Jugeant que la crise de la laïcité
française rendait l'entrisme plus payant que l'affrontement, l'UOIF
préfère «rassurer et tranquilliser la société en évitant de
provoquer des crises»: respect de la loi, mais recherche de
compromis favorables pour la faire évoluer au nom de la liberté et
de la lutte contre les discriminations. Et surtout, face à un maire
ou à un ministre, toujours chercher à amener l'interlocuteur sur le
terrain de l'UOIF, à partir de sa propre interprétation de la
«neutralité», de la «liberté», de l' «égalité»... De ce point de
vue, Thami Breze est très reconnaissant à Nicolas Sarkozy, «l'ami
que nous avons découvert et qui nous a découverts»: «Nous saluons
ses efforts pour comprendre et aider le véritable islam de
France».
Cette «compréhension» du ministre de
l'Intérieur fait tiquer, y compris dans son cabinet: «Par son
comportement, il n'a pas donné l'exemple de la laïcité à ceux qui
ont déjà du mal à la comprendre.» Nicolas Sarkozy, qui dit
publiquement «avoir des difficultés à imaginer une société sans
religion», n'a cessé de franchir la ligne jaune de la loi de 1905,
qui lui impose de n'interdire ni de reconnaître aucun culte. Ni, a
fortiori, de l'organiser lui-même au détriment de son devoir de
neutralité. Au point de participer à un conseil d'administration de
l'UOIF. De prêcher - «Permettez au catholique que je suis de dire
que le dernier jour il y aura un seul Dieu pour les catholiques,
pour les juifs et pour les musulmans» - devant le congrès de la
Fédération nationale des musulmans de France. De prendre la parole
pieds nus dans la mosquée intégriste Tariq-Ibn-Zyad des Mureaux
(Yvelines), lors d'un congrès d'imams truffé d'islamistes, dont
beaucoup interdits de séjour au Maghreb. De choisir, dans son bureau
ministériel, les dirigeants du CFCM avant même le scrutin censé les
élire! Constituant officiellement l' «auto-organisation» de l'islam
français, le CFCM dépend financièrement du ministère de l'Intérieur
(qui rémunère son secrétaire) et se réunit en présence d'un membre
du bureau des Cultes.
Mais Nicolas Sarkozy n'a pas été le
premier à transiger sur des points essentiels de la laïcité. Même
Jean-Pierre Chevènement, qui voulait faire signer à l'UOIF un texte
sur les «principes et fondements juridiques régissant les rapports
entre les pouvoirs publics et le culte musulman», a cédé devant son
refus de reconnaître «le droit à changer de religion». Cette logique
conduit à considérer comme musulman tout Français d'origine
maghrébine, bien que plus de la moitié des Français d'origine
algérienne déclarent ne pas avoir de religion ou ne pas être
pratiquants. Alors qu'un ministre ferait scandale en évoquant les
vertus d'un retour à la chrétienté, Nicolas Sarkozy, qui renvoie dos
à dos intégristes musulmans et «intégristes de la laïcité», estime
que «permettre à un jeune de banlieue qui se sent étranger aussi
bien en France que dans le pays de ses parents de renouer avec ses
racines religieuses peut être un facteur d'intégration».
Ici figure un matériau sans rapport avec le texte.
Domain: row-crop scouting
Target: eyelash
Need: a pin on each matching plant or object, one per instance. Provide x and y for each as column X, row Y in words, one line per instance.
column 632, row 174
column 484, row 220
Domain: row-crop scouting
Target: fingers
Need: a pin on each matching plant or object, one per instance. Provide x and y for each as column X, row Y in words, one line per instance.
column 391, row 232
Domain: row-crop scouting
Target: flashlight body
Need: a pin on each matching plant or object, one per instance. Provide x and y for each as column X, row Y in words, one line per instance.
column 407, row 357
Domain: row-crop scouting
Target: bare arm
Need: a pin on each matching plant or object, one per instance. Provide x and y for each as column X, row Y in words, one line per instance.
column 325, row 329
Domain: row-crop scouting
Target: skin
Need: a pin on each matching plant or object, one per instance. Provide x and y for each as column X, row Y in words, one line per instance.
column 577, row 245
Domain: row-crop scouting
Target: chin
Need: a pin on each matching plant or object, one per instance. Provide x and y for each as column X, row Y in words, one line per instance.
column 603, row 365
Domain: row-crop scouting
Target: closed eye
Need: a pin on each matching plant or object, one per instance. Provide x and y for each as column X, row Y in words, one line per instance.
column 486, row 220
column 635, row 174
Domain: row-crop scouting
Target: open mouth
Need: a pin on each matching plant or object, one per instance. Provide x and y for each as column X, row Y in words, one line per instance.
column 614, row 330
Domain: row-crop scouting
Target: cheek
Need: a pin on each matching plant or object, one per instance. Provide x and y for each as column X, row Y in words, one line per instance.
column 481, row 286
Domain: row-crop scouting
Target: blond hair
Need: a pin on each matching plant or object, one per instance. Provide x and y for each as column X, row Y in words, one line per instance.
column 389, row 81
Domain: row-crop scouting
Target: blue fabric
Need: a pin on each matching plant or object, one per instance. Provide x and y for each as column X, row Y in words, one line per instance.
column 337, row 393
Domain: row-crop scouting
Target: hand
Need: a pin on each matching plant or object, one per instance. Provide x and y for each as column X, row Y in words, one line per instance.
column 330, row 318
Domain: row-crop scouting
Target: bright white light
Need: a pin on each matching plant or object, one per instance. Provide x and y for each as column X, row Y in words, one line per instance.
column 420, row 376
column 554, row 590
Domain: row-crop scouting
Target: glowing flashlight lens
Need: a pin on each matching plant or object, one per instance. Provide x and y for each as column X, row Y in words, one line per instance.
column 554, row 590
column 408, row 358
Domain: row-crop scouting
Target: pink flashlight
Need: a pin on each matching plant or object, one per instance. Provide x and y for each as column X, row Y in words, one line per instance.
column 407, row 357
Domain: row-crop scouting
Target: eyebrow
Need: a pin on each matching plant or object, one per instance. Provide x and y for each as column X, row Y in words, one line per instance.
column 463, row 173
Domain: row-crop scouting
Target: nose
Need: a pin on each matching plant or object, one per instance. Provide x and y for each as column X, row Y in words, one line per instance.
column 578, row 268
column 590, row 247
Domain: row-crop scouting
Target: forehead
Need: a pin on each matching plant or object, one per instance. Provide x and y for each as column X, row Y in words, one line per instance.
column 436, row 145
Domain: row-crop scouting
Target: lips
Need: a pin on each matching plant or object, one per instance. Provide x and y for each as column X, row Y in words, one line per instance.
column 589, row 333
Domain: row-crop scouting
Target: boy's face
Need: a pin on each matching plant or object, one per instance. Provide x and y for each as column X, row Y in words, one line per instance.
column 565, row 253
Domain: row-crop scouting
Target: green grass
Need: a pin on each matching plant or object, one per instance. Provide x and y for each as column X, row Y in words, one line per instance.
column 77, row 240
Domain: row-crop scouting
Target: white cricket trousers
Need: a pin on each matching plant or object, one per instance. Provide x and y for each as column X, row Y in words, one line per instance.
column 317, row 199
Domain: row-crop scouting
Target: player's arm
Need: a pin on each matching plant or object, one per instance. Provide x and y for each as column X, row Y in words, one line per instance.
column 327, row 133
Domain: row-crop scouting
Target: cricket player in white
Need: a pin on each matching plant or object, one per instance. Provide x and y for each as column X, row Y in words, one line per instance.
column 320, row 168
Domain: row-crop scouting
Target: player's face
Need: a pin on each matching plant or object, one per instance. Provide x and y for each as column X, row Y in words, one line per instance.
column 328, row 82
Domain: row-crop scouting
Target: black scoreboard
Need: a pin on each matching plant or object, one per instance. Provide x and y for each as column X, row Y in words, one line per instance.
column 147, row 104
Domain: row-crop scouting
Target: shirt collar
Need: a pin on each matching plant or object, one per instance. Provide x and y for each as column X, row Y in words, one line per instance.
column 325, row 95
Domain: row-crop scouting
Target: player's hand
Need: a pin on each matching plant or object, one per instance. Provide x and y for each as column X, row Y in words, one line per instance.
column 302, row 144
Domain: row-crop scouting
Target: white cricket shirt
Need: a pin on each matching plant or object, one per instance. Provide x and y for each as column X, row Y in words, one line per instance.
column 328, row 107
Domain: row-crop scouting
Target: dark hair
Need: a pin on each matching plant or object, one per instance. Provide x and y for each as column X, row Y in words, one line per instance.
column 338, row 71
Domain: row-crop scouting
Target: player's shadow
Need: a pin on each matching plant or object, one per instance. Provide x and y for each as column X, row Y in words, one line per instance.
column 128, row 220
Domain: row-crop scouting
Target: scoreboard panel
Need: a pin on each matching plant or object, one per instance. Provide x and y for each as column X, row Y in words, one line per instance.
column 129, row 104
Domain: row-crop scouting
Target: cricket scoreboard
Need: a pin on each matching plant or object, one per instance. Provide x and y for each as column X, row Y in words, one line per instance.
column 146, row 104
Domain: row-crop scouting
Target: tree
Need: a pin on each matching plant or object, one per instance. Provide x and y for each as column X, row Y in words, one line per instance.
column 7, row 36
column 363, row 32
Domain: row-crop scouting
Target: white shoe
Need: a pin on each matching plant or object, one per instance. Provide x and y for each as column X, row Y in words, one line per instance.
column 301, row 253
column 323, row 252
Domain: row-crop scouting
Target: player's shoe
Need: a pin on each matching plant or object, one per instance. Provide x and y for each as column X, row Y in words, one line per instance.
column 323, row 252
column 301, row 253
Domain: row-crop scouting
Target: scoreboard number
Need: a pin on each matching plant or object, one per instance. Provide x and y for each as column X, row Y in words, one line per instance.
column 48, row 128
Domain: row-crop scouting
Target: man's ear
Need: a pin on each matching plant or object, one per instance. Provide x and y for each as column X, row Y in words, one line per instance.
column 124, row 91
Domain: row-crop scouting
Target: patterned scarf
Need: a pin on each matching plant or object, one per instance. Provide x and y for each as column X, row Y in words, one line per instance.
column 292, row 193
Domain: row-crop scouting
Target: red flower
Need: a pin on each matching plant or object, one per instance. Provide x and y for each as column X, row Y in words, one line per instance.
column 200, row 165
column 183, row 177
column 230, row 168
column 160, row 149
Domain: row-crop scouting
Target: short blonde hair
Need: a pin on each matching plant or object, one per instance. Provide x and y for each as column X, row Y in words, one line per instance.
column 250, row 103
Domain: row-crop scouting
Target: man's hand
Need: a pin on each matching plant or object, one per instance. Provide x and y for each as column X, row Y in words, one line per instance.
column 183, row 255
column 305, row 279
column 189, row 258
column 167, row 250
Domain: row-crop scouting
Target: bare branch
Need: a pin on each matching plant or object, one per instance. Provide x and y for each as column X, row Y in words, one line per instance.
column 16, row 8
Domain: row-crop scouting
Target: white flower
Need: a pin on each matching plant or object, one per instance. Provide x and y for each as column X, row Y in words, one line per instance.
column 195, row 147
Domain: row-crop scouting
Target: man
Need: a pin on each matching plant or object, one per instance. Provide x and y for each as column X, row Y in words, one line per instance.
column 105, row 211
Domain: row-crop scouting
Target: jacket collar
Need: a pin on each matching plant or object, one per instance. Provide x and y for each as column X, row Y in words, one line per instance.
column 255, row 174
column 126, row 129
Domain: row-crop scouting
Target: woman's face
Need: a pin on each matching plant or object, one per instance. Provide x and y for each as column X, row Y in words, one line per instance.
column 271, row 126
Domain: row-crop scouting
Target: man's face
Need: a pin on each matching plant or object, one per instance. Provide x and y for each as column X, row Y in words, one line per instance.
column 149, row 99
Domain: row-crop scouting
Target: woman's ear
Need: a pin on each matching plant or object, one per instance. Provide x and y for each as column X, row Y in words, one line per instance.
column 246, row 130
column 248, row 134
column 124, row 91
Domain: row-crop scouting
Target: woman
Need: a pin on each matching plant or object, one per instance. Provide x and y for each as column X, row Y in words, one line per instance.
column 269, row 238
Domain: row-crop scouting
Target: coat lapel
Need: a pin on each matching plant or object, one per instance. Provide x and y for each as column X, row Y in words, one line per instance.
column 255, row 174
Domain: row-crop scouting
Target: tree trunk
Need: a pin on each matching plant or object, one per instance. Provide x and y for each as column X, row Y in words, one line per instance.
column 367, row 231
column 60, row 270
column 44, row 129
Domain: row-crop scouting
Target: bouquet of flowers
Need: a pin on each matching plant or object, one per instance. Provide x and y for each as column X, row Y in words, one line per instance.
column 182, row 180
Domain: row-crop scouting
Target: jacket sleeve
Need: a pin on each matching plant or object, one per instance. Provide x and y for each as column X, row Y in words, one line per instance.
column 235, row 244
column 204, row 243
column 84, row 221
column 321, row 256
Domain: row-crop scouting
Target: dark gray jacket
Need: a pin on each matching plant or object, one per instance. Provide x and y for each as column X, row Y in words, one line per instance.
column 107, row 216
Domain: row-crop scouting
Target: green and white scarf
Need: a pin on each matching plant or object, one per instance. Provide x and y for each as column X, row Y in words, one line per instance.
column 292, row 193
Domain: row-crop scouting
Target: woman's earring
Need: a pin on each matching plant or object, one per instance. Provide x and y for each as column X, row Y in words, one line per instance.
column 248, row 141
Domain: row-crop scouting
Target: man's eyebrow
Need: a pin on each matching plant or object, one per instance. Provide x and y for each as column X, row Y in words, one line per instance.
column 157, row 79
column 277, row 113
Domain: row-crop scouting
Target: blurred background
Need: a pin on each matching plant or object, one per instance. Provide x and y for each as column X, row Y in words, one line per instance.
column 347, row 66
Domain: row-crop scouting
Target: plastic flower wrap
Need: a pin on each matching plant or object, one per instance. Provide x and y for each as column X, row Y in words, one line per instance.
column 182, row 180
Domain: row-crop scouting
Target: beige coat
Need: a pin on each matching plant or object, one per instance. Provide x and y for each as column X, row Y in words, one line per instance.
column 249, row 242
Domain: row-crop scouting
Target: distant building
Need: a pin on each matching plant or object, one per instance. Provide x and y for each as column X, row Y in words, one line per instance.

La confusion est devenue telle que Le Monde a pu forger le barbarisme «racisme
antimusulman», «biologisant» par la même le fait culturel religieux,
comme s'il s'agissait d'une question de gènes. Les principes de
laïcité sont de plus en plus incompris. Et oubliés, les terribles
conflits religieux en France qui les ont fait naître. Plusieurs
commentateurs ont ainsi salué en Nicolas Sarkozy le «Napoléon de
l'islam», en référence au Grand Sanhédrin, assemblée de notables
juifs que l'Empereur avait réunie en 1807. Cette convocation peut
évoquer celle du CFCM, mais non son résultat: il s'agissait alors de
faire «prescrire» solennellement par les dignitaires juifs l'abandon
de toutes les «dispositions politiques» du Talmud contraires au Code
civil. Le texte du Grand Sanhédrin n'est donc qu'une longue liste de
renoncements aux traditions juives en matière de mariage, divorce,
polygamie, répudiation, prêts à usure, union mixte, patrie, etc.
(2).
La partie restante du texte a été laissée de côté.